(Senior) Bioinformatics Data Engineer, Omics Pipelines, Translational and Quantitative Sciences Data Engineering

Genmab
Princeton, NJ
Full-time

The Role

The successful candidate will contribute to the mission of the global data engineering function and be responsible for many aspects of data including creation of data-as-a-product, architecture, access, classification, standards, integration, and pipelines.

Although your role will involve a diverse set of data-related responsibilities, your key focus will be on the creation of bioinformatics pipelines to process bulk and single cell genomics and transcriptomics data for the enablement and downstream interpretation of Translational and Quantitative Sciences functions, including Data Science, Translational Medicine, Precision Medicine, and Translational Research.

You will have a balance of subject matter expertise in life science data, terminology and processes and technical expertise for hands-on implementation.

You will be expected to create workflows to standardize and automate data, connect systems, enable tracking of data, implement triggers and data cataloging.

With your experience in the Research domain, you will possess knowledge of diverse assay types such as IHC, flow cytometry, cytokine data, but specialize in genomics and transcriptomics.
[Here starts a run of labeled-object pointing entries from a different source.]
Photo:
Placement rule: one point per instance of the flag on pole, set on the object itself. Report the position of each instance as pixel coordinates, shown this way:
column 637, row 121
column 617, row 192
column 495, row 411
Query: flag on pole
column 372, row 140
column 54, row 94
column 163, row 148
Your ultimate goal will be to place data at the fingertips of stakeholders and enable science to go faster. You will join an enthusiastic, agile, fast-paced and explorative global data engineering team.

Responsibilities

  • Design, implement and manage ETL data pipelines that process and transform vast amounts of scientific data from public, internal and partner sources into various repositories on a cloud platform (AWS)
  • Incorporate bioinformatic tools and libraries to the processing pipelines for omics assays such as bulk and single cell RNASeq
  • Enhance end-to-end workflows with automation that rapidly accelerate data flow with pipeline management tools such as Step Functions, Airflow, or Databricks Workflows in combination with specialized bioinformatics pipeline tools such as WDL, Nextflow, or Snakemake
  • Implement and maintain bespoke databases for scientific data (RWE, in-house labs, CRO data) and consumption by analysis applications and AI products
  • Innovate and advise on the latest technologies and standard methodologies in Data Engineering and Data Management, including recent advancements with GenAI, and latest bioinformatics tools, modules and techniques in RNA sequencing analysis
  • Manage relationships and project coordination with external parties such as Contract Research Organizations (CRO) and vendor consultants / contractors
  • Define and contribute to data engineering practices for the group, establishing shareable templates and frameworks, determining best usage of specific cloud services and tools, and working with vendors to provision cutting edge tools and technologies
  • Collaborate with stakeholders to determine best-suited data enablement methods to optimize the interpretation of the data, including creating presentations and leading tutorials on data usage as appropriate
  • Apply value-balanced approaches to the development of the data ecosystem and pipeline initiatives
  • Proactively communicate data ecosystem and pipeline value propositions to partnering collaborators, specifically around data strategy and management practices
  • Participate in GxP validation processes

Requirements

  • BS / MS in Computer Science, Bioinformatics, or a related field with 5+ years of software engineering experience (8+ years for senior role) or a PhD in Computer Science, Bioinformatics or a related field and 2+ years of software engineering experience (5+ years for senior role)
  • Excellent skills and deep knowledge of ETL pipeline, automation and workflow managements tools such as Airflow, AWS Glue, AWS Step Functions, and CI / CD is a must.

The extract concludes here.